My initial reaction was as you might expect: moderately incensed. After waiting centuries for access to the "hallowed halls of education," girls are now being blamed for the boys running away? I caught myself however, mid-outrage, as the word "competition" popped to mind. At first I thought, "Well maybe the boys just can't compete with the girls?" Then my more mature self kicked in, and I had to wonder if today's schools are in fact simply more "competitive" for all students. If so, in what ways might such changes be particularly impactful for boys?

Traditionally, competitive success in our schools has been defined by the most immediately measurable of metrics, namely the quantitative ones. Grades, touchdowns and goals, SAT scores, the number of elite universities into which our children were admitted -- these have been our measures of competitive achievement. Upon further reflection, it occurred to me that some of the most important contributing factors to this form of success have been heavily weighted toward the success of boys.

First and foremost, quantitative achievement has always required access to high quality schools that couple learning opportunities with elevated expectations; such access has historically been far more present for boys than girls. Yes, women did make it in these schools, but only with a lot of fight and a lot of failure.

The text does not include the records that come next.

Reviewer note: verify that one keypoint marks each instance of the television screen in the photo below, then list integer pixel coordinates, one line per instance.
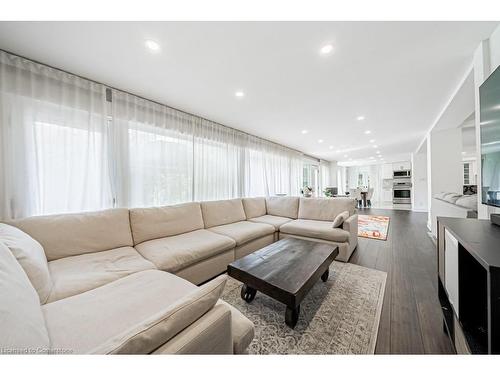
(489, 95)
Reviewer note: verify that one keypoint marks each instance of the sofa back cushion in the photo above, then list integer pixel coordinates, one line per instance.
(66, 235)
(254, 207)
(222, 212)
(325, 209)
(22, 324)
(283, 206)
(158, 222)
(30, 255)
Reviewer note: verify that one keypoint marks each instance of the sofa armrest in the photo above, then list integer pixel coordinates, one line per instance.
(210, 334)
(351, 225)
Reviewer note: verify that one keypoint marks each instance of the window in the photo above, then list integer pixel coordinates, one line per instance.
(69, 144)
(160, 167)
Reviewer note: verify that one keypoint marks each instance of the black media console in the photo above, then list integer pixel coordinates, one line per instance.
(469, 283)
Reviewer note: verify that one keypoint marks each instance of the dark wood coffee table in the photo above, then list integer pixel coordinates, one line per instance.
(285, 270)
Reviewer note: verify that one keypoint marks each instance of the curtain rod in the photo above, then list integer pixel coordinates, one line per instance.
(156, 102)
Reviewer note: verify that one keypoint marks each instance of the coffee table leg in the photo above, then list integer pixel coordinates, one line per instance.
(324, 277)
(248, 293)
(291, 316)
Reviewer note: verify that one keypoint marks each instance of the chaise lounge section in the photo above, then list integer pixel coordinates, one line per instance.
(125, 281)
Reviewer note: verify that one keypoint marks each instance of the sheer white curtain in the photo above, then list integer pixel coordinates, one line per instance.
(53, 132)
(218, 164)
(324, 177)
(271, 169)
(69, 144)
(153, 150)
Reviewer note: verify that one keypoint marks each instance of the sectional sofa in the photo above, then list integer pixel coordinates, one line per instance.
(125, 280)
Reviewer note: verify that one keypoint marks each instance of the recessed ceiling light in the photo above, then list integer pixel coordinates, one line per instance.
(326, 49)
(152, 45)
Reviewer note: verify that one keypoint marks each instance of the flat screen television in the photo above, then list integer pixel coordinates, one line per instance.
(489, 96)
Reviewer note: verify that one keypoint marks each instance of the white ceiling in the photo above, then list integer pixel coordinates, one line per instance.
(399, 75)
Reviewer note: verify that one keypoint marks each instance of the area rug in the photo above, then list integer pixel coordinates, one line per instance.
(340, 316)
(373, 226)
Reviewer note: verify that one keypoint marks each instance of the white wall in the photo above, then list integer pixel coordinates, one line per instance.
(486, 60)
(333, 174)
(419, 180)
(446, 164)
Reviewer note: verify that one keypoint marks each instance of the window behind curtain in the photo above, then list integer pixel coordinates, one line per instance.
(160, 166)
(66, 146)
(153, 152)
(54, 154)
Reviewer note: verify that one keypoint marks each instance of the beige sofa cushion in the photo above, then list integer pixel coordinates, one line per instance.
(175, 253)
(135, 314)
(283, 206)
(275, 221)
(254, 207)
(244, 231)
(315, 229)
(222, 212)
(22, 326)
(325, 208)
(29, 253)
(77, 274)
(157, 222)
(74, 234)
(243, 329)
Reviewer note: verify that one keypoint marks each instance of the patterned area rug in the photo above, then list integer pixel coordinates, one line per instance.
(373, 226)
(340, 316)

Second, such success required that experiences be provided in those environments that would hone their drive and competitive skills -- so what better way to do so than on the playing field? Once again, boys have dominated pre-collegiate and collegiate sports. Even with the advent of Title 9, funding and support for athletic opportunities continue to be male-dominated. Take a look at the emphasis placed on men's March Madness. Is anyone worried about his or her women's bracket?

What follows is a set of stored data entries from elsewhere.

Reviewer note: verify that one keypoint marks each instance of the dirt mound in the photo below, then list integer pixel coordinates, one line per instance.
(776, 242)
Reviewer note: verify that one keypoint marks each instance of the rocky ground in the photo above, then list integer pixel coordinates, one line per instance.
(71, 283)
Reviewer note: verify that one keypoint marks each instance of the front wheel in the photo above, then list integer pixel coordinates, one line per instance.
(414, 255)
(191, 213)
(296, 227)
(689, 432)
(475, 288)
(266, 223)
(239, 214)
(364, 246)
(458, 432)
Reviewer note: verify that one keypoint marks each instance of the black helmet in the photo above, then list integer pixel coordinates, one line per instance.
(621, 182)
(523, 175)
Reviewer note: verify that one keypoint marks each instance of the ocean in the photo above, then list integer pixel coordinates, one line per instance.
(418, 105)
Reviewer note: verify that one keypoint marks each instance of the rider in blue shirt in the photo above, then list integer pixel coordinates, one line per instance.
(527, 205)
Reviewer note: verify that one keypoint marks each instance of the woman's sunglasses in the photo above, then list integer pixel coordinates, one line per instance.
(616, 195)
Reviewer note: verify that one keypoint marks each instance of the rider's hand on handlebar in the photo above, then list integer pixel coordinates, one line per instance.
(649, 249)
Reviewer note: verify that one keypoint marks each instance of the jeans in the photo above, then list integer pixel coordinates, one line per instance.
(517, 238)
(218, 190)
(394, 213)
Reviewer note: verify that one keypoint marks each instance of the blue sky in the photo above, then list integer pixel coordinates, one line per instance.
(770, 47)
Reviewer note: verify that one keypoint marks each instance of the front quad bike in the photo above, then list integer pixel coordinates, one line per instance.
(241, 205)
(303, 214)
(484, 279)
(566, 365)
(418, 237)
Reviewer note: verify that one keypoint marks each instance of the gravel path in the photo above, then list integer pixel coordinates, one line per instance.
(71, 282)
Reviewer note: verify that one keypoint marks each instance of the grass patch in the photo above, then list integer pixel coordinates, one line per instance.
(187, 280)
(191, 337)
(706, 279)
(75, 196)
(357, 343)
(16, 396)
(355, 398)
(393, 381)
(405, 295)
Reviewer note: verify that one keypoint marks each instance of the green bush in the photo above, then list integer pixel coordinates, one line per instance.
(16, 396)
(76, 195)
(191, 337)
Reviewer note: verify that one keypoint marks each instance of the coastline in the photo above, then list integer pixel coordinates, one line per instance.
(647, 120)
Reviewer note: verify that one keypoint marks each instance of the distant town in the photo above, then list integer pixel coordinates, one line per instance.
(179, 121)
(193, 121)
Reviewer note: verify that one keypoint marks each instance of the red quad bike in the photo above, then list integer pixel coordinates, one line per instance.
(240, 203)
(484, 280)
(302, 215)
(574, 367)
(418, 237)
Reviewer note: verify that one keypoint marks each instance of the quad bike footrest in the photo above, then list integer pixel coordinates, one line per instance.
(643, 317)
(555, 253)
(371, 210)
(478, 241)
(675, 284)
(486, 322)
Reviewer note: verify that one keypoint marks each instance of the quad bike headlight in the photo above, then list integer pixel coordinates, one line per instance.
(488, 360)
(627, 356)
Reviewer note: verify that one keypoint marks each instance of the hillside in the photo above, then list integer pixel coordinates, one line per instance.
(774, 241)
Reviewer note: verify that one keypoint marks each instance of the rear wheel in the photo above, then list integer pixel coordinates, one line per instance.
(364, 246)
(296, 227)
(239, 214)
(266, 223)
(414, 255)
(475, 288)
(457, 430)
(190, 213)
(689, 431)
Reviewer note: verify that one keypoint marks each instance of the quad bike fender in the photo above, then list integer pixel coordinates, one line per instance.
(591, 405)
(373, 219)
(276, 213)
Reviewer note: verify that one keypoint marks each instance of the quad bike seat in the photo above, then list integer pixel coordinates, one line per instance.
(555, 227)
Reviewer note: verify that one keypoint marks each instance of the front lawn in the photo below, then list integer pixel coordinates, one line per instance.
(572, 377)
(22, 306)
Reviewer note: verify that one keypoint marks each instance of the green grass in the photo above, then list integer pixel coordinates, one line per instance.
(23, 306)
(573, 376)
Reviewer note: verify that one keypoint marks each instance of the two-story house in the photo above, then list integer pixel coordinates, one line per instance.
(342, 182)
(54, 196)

Third, students have been conditioned to expect that, at the end of all of this competition and measurable success, a prize is waiting for them. That prize was called a career. Traditionally, the stay-at-home husband has not been presented as a viable option for boys. Though the pre-destined idea that men are expected to work outside the home might have created pressure, it also implied that if a boy wanted a career, it was his to take in one form or another -- no one would reject him purely because of his gender. Not so for women. Certainly many have prevailed due to, I believe, collaborative support, grit, flexibility and "failing forward."

In considering these added competitive burdens we have placed upon our girls and not our boys, is it possible that, in fact, it is our boys we have been failing all along?

What's changed? There is little doubt that the measurements of success today are less quantitative and more qualitative then ever before. Our students must be able to think in order to succeed; they must be able to test and evaluate assumptions; and most importantly, they must know how to fail, learn from those failures and try again, and again. These pathways to success require far more resilience, similar to that which has been required of our girls. We need students who are okay knowing that there may not be a right answer and there may not be a winner. And this is the opposite of what we traditionally taught our boys as young children: we have not inculcated them with resilience and flexibility. We have not coached them in selfless collaboration, nor given them the words or tools necessary to develop emotional IQ, without which their sense of empathy and foundation of character will fail them. In this new paradigm, a dependence on a "right answer" and a sense of entitled productivity in the world will no longer guide them to success. On the other hand, our girls could not have survived without meeting these requirements. No wonder our boys are checking out on us.

How then do we reverse this? I say that we start very young. Let's elevate the acquisition of empathy and character to the same level as math and literacy. Our educational environments must set the expectation that failure is a mandatory step in the mastery of anything. Let's make sure that every one of our students knows from the very start that their education that ultimately their success in life is utterly and completely theirs to fight for -- and fight they must, girls and boys alike, side-by-side.

(1)Source: Child Trends' caluculations of U.S. Census Bureau, School Enrollment-Social and Economic Characteristics of Students: October 2012.